Many of them echoed a common complaint: that census workers had likely failed to gain access to thousands of housing units, namely in immigrant enclaves in Brooklyn and Queens, and had subsequently written off those homes as vacant when they were in fact occupied.
The city's challenge will be made under what's known as the Count Question Resolution process, which will be open for submissions as early as June 1, for a two-year period.
Bloomberg said he hoped the city's submission would prompt the Bureau to "take another look at the data from Brooklyn and Queens, and check to see if errors were made in compiling the final results."
Census officials were not available to comment Sunday on the merits of a challenge, but late last week Census Director Robert Groves acknowledged the frustrations of city leaders dealing with what they considered undercounts, and said census workers would eventually evaluate the merit of various claims.

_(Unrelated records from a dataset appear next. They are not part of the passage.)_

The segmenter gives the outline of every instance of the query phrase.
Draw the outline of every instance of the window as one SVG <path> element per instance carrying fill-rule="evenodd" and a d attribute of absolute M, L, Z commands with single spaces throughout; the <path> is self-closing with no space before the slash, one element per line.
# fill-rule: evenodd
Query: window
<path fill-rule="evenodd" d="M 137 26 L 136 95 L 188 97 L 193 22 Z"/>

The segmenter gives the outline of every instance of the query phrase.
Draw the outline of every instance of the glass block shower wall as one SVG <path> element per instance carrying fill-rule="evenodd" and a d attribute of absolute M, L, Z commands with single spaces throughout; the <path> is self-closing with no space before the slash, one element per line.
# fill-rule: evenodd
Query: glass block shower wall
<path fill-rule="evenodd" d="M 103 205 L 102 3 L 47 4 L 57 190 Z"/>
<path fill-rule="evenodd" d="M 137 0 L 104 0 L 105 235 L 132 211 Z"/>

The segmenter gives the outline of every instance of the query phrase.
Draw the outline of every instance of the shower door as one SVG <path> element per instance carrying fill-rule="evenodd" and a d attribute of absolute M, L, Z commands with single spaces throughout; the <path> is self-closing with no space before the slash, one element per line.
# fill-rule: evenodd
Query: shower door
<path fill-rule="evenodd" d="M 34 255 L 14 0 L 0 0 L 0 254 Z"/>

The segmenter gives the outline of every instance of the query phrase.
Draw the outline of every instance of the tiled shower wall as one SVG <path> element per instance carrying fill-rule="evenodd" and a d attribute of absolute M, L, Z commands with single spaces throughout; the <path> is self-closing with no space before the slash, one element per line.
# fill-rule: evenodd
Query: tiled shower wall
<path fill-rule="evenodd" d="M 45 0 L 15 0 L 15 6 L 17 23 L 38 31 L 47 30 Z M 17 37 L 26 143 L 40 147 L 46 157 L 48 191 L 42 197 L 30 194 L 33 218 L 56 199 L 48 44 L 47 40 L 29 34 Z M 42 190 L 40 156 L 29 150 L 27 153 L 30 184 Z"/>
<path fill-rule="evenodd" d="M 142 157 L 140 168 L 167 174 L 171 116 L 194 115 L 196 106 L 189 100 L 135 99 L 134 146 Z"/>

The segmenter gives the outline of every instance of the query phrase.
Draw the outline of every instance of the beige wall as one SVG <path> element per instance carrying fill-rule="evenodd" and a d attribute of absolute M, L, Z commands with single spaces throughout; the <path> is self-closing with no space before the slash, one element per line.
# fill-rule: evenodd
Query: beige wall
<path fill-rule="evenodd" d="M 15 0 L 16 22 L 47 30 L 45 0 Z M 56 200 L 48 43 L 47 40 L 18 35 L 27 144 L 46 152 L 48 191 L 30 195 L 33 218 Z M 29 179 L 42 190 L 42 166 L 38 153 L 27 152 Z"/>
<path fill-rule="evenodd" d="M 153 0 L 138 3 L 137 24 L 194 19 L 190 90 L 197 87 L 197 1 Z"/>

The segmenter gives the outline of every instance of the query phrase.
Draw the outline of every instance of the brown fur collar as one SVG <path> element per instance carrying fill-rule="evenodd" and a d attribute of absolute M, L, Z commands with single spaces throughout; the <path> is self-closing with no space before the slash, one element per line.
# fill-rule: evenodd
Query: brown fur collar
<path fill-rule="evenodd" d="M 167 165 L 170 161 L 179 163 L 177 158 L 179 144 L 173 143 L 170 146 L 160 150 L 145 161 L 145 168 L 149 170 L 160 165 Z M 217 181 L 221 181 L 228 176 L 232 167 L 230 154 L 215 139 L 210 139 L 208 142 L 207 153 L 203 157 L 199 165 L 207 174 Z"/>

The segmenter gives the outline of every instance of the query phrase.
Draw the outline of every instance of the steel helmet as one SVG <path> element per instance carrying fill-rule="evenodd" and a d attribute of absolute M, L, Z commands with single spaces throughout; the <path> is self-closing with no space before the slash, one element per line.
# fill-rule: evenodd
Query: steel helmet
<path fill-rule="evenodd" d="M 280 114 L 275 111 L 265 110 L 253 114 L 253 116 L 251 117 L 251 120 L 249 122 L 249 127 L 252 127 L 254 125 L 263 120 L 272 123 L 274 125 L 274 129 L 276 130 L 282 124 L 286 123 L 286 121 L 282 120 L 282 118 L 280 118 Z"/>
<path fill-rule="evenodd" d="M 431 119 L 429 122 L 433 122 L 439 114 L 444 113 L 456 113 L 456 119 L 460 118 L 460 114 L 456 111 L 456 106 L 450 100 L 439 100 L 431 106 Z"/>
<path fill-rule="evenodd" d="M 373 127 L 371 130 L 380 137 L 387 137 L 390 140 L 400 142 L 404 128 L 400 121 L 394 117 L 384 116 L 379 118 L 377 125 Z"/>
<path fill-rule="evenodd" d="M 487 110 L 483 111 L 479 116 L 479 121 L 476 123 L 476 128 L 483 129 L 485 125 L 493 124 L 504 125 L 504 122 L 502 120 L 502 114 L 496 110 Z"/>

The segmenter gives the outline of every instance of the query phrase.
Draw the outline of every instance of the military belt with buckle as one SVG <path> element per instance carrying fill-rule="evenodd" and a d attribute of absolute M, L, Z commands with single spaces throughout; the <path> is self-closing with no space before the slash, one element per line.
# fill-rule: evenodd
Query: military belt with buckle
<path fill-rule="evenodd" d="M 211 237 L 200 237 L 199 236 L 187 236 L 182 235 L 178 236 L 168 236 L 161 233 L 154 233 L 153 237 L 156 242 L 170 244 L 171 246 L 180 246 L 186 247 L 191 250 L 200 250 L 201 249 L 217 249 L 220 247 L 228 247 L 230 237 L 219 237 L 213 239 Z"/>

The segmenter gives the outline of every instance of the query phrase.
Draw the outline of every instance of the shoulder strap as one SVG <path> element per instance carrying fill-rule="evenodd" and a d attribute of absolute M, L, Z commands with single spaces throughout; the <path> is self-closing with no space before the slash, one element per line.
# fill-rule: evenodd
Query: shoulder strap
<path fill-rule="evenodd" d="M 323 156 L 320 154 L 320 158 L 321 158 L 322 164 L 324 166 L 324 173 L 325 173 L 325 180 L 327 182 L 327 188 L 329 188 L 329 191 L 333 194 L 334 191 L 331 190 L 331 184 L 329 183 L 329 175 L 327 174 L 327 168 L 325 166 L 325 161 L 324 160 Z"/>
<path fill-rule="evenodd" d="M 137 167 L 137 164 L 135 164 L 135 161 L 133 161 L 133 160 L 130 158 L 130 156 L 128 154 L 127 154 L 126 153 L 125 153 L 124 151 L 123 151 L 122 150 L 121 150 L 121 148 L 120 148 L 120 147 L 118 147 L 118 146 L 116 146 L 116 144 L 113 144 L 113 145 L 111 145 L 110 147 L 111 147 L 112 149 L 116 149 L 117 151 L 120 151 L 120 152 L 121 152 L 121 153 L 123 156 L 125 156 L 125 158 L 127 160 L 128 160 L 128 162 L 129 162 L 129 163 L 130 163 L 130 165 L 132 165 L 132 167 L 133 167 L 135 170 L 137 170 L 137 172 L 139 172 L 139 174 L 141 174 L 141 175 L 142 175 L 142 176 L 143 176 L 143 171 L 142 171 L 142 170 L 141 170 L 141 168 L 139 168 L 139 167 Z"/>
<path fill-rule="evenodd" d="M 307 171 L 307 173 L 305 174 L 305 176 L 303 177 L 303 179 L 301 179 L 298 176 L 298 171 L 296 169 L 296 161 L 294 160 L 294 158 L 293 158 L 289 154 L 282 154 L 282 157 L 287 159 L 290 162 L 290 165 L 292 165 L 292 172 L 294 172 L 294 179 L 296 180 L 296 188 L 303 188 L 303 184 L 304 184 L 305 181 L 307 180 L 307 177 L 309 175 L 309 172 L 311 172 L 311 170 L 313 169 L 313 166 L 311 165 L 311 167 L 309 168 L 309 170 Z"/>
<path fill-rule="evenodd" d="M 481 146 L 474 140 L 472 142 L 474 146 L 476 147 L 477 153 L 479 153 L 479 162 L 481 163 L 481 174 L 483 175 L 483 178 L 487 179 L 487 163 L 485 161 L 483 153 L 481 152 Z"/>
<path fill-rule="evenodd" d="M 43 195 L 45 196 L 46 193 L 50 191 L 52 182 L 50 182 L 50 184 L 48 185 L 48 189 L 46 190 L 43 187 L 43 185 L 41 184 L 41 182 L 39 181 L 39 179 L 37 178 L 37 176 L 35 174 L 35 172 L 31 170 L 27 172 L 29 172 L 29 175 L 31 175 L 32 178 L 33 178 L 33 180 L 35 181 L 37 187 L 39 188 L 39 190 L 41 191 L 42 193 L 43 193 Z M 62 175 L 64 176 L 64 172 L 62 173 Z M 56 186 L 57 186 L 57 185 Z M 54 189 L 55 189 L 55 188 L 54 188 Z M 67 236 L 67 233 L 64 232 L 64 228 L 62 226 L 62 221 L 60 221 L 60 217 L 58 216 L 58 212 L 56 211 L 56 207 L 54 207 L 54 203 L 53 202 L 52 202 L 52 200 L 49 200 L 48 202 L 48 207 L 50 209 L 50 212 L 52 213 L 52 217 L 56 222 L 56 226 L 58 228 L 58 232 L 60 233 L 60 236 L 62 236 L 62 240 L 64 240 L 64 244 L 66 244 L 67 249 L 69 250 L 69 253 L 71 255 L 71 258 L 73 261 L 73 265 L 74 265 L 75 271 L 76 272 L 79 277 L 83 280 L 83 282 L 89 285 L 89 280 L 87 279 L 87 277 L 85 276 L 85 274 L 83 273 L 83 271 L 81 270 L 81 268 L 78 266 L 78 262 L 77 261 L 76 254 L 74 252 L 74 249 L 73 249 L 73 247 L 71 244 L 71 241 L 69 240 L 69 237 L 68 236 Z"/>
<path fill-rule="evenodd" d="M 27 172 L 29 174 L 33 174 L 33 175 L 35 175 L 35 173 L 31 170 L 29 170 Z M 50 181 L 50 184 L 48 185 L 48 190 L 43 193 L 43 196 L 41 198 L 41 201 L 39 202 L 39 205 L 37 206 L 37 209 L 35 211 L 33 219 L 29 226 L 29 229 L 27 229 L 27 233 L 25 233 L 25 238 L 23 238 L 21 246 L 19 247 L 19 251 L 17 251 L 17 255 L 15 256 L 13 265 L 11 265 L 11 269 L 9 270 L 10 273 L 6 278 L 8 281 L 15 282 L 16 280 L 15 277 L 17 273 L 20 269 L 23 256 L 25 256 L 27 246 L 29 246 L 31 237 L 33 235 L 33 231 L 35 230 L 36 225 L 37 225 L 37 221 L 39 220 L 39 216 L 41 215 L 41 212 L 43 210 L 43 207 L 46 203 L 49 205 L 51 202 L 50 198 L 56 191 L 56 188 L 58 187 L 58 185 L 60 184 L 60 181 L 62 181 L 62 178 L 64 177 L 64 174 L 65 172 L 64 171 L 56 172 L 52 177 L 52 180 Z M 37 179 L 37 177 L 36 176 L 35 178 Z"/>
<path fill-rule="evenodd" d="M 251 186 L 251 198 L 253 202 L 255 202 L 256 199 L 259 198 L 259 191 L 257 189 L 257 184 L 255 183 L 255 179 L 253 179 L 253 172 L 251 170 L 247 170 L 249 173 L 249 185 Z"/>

Among the officials who gathered with Bloomberg to protest the figure were Senator Charles Schumer and representatives Nydia Velasquez and Anthony Weiner. Some officials have noted that other census estimates in recent years have been far larger than the one in question.
"For every hundred people that they don’t count," said Velasquez, "New York City stands to lose $1.2 million" in federal funding over the next 10 years.
The city's chief demographer, Joseph Salvo, said he and other officials are increasingly convinced that an "operational breakdown" on the part of census workers last year had contributed to an undercount.
"We suspect maybe in some of these areas, there were operational problems, that maybe they didn't go back as much as they had to go back, or maybe they didn’t talk to the neighbors enough," he said.
Salvo noted that the census listed "block after block" of vacant housing units.
"So we are currently evaluating this, but we are certain from our own administrative data, that this was not the case, at all," he said. "When you have a vacancy level of 20, 30 percent, you start to see deterioration. Boarded up houses. There is no such thing."